Microsoft's attempt to unseat Google's AdWords

Date: Tue Dec 24 2013 Building Web Sites »»»» Google »»»» Internet »»»» Microshaft »»»» Online advertising

Google has struck a home run with Adwords and Adsense, so much so that Adsense is now a cornerstone of many a business plan. It is certainly a cornerstone of MY business plan, and you can view examples of Adsense advertising on this very page. You can learn more about Adsense on my web site building and promotion site.

In my opinion Adsense is the neatest thing since sliced bread, bar none. Google really gets the idea of serving all stakeholders in their equation, and with the Adwords and Adsense combination they are providing an excellent service to the Internet and the people who use it. The key to this is the excellence with which they are able to target the content of a web site, matching relavent advertising to the websites on which Adwords advertising appears.

For me it has provided a ray of "hope", that one could well support themselves through writing online. In the online world the content is "free" but you still have to pay, somehow, for your living, or you'll starve. So how? Can you afford the time to track down advertisers on your own? No. Would the typical advertiser want to make a $50 deal to put a few ad impressions on your web site? No. But with Adwords and Adsense Google is enabling average everyday people to set up a website and take advertising from around the world. On the flipside anybody with a few dollars and a dream can launch a worldwide advertising using Adwords.

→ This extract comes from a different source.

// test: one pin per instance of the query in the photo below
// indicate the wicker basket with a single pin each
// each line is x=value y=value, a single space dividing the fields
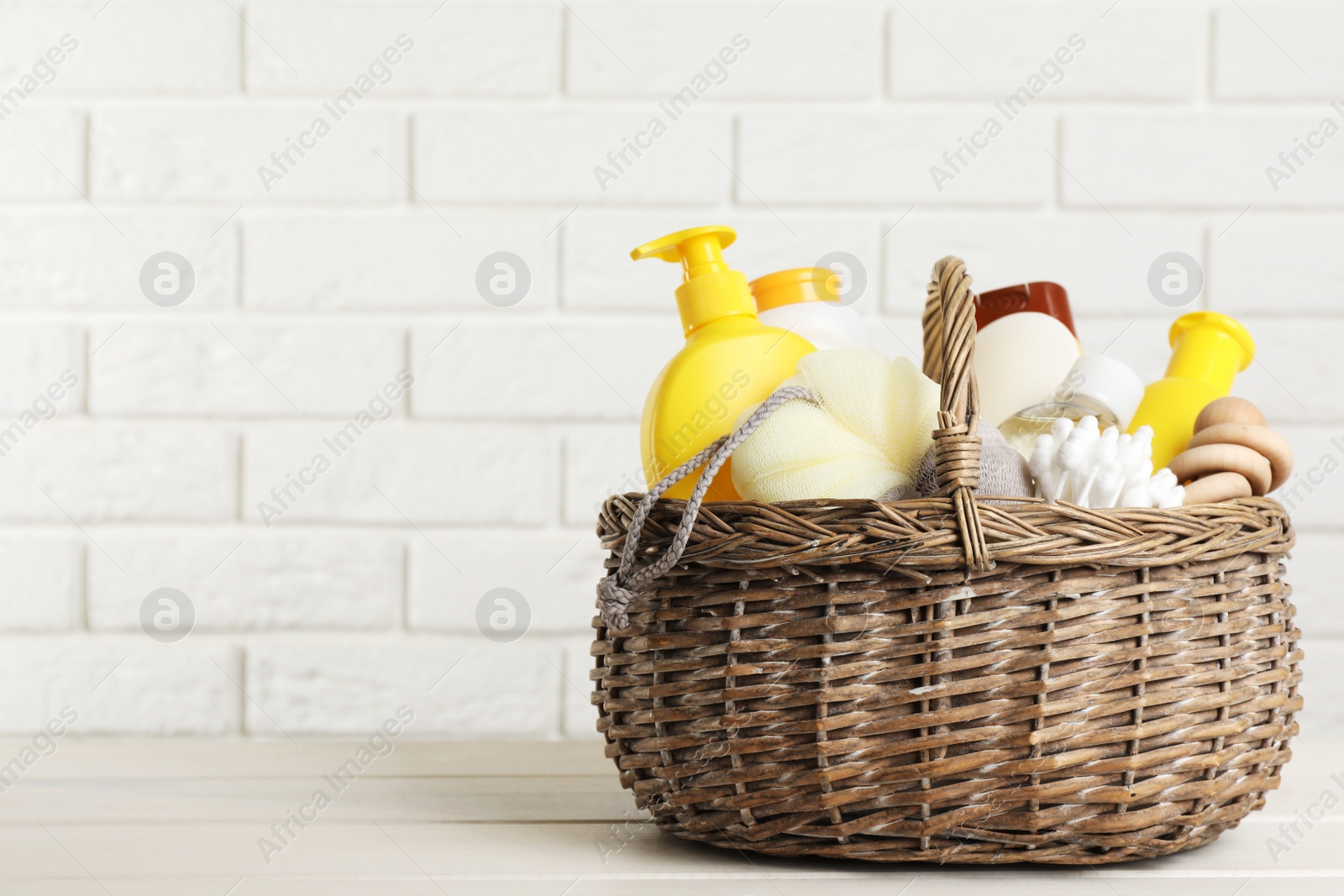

Enter Microsoft, and their new program, AdCenter. ArsTechnica has a short news article about it which gives food for thought. In particular the lever Microsoft intends to pull is the vast database they've built of peoples browsing habits:

Microsoft has been tracking this information for years through its various sites, including MSN, Hotmail and others, keeping a vast database on tens of millions of individuals, each assigned a user ID Microsofties refer to as a GUID, or global user ID. Past internal Microsoft plans to use the GUID have been shelved due to fears privacy advocates would set about characterizing the technology as a dangerous and invasive use of personal information.

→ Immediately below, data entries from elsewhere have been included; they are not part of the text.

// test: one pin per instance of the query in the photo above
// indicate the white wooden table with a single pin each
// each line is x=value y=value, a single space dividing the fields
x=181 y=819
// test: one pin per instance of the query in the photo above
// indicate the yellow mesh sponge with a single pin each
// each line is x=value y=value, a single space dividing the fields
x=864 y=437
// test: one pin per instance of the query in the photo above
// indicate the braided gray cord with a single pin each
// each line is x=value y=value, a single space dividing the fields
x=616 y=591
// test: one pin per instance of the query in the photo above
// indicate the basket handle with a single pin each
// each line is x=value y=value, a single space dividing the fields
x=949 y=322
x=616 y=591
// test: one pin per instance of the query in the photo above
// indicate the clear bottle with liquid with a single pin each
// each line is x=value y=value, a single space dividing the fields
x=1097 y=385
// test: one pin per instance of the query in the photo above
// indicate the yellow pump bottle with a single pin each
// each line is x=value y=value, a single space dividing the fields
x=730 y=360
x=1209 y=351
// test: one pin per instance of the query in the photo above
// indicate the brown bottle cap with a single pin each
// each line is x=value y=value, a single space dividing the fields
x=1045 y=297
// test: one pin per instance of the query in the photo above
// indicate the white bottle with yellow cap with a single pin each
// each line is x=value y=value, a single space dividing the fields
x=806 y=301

Where Google seemingly matches advertising purely based on the content of the web site, Microsoft has been tracking you for years and knows every website you've visited. They know your interests, your habits, and they think they know what you want. I don't know about you, but this doesn't give me any comfort. Plus, it just underlines why I have switched my computing life to a Macintosh and even with the Windows PC I use in my day-job I use Mozilla browsers.

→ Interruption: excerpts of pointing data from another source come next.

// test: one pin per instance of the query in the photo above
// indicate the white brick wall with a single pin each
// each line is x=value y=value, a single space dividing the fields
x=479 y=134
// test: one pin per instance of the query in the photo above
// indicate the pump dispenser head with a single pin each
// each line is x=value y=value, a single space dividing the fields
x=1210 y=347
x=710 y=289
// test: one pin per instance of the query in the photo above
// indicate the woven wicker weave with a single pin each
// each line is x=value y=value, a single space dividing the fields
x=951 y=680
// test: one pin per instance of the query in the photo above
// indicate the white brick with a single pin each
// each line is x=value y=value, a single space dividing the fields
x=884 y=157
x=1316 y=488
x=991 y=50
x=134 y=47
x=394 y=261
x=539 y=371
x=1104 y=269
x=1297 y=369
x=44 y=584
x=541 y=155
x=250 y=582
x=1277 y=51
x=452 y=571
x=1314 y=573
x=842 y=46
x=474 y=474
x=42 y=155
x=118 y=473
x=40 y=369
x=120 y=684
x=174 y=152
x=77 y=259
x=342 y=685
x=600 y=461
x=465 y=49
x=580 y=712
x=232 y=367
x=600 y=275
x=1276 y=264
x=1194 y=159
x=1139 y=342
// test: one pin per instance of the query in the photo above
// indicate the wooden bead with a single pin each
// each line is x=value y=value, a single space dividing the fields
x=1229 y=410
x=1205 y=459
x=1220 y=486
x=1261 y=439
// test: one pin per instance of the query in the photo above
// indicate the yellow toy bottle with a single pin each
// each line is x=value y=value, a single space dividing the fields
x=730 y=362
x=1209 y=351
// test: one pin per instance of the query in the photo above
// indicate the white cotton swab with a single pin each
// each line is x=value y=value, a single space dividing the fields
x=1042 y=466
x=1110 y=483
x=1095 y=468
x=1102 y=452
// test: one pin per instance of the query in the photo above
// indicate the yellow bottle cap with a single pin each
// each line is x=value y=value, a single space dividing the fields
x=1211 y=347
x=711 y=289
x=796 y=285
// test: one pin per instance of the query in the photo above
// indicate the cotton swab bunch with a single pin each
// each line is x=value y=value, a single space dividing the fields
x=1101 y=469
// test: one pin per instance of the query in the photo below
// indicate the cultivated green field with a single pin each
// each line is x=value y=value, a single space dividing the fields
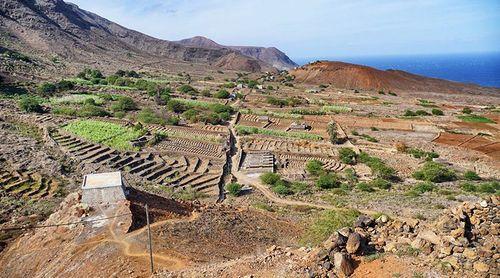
x=110 y=134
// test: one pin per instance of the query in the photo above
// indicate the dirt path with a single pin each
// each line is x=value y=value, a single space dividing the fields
x=129 y=242
x=255 y=182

Apparently the service isn't ready to be used by the public, and what we're looking at is an early announcement of "it'll be ready 'soon'". In any case what they're offering initially is purely a place for advertisers to submit advertising. Presumably Microsoft will scatter the advertising through their own websites, initially. And presumably Microsoft will eventually offer a service filling the same role AdSense does today.